Comme plusieurs de ces infections touchaient de gens doublement vaccinés, ils ont obtenu une troisième immunisation en contractant le virus, ce qui est suffisant pour repousser une troisième dose de vaccin, avance-t-elle. 

«On va gaspiller des millions de vaccins et toutes les ressources nécessaires simplement pour les vacciner afin qu’ils aient leur passeport [si le gouvernement l’étend à trois doses pour tout le monde]? On pourrait garder ces vaccins pour plus tard.»

Joël Lemay / Agence QMI
Joël Lemay / Agence QMI

Elle rappelle d’ailleurs que le masque, exigé dans la grande majorité des commerces où le passeport vaccinal est en place, est suffisant pour que les lieux publics soient sécuritaires. 

«Son imposition ne doit pas dépendre du climat social» – Vardit Ravitsky        

De son côté, Vardit Ravitsky, présidente de l’Association internationale de bioéthique et professeure à l’École de santé publique de l’Université de Montréal et à la Harvard Medical School, rappelle que la raison d’être du passeport vaccinal est de protéger le système de santé. 

«Ultimement, il est là pour faire en sorte que, si vous avez un accident de voiture et que vous avez besoin d’un respirateur, vous y ayez accès, au lieu qu’ils soient occupés par des patients COVID qui ne sont pas vaccinés», affirme-t-elle. 

Pour elle, afin de justifier le retrait du passeport vaccinal, il aurait fallu attendre que le système de santé montre «qu’il n’est plus fragile et qu’il est capable de soutenir la cadence». 

Photo Agence QMI, Joël Lemay
Photo Agence QMI, Joël Lemay

Et le climat social?

«La justification éthique du passeport vaccinal ne dépend pas du climat social et surtout pas du bruit fait par une petite minorité violente qui tente d’influencer le climat social pour des raisons qui ne sont elles-mêmes pas éthiques.
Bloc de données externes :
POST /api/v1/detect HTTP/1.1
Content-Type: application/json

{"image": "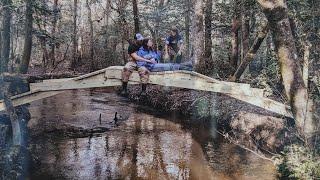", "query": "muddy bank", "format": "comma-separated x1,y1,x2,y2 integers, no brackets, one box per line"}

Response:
0,75,30,179
125,86,298,154
28,88,276,179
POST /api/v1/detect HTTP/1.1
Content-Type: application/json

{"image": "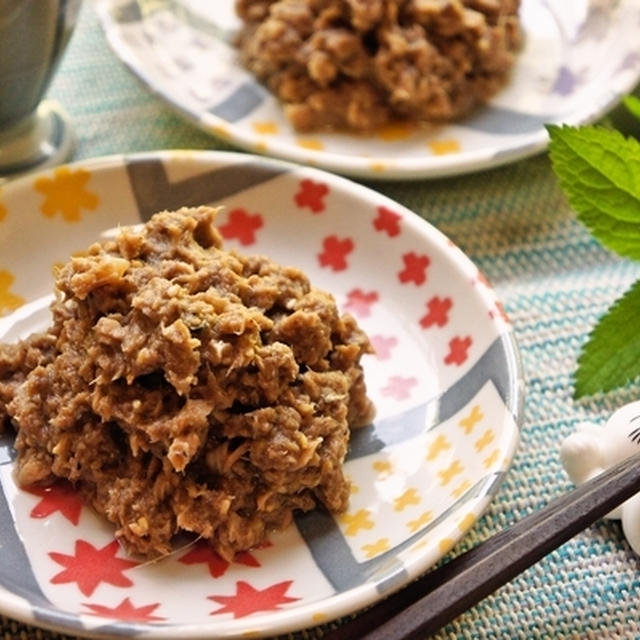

Il faut arrêter de leur donner autant d’attention», lance-t-elle. 

Mme Ravitsky termine en rappelant que le passeport vaccinal a toujours été une mesure temporaire que l’on a imposée par nécessité et non par choix. Rien ne sert de forcer les choses, selon elle.

«Qu’est-ce que nous allons faire si nous assistons à une remontée des cas et que, parallèlement, un variant aussi dangereux que Delta et aussi contagieux qu’Omicron fait surface?» demande-t-elle.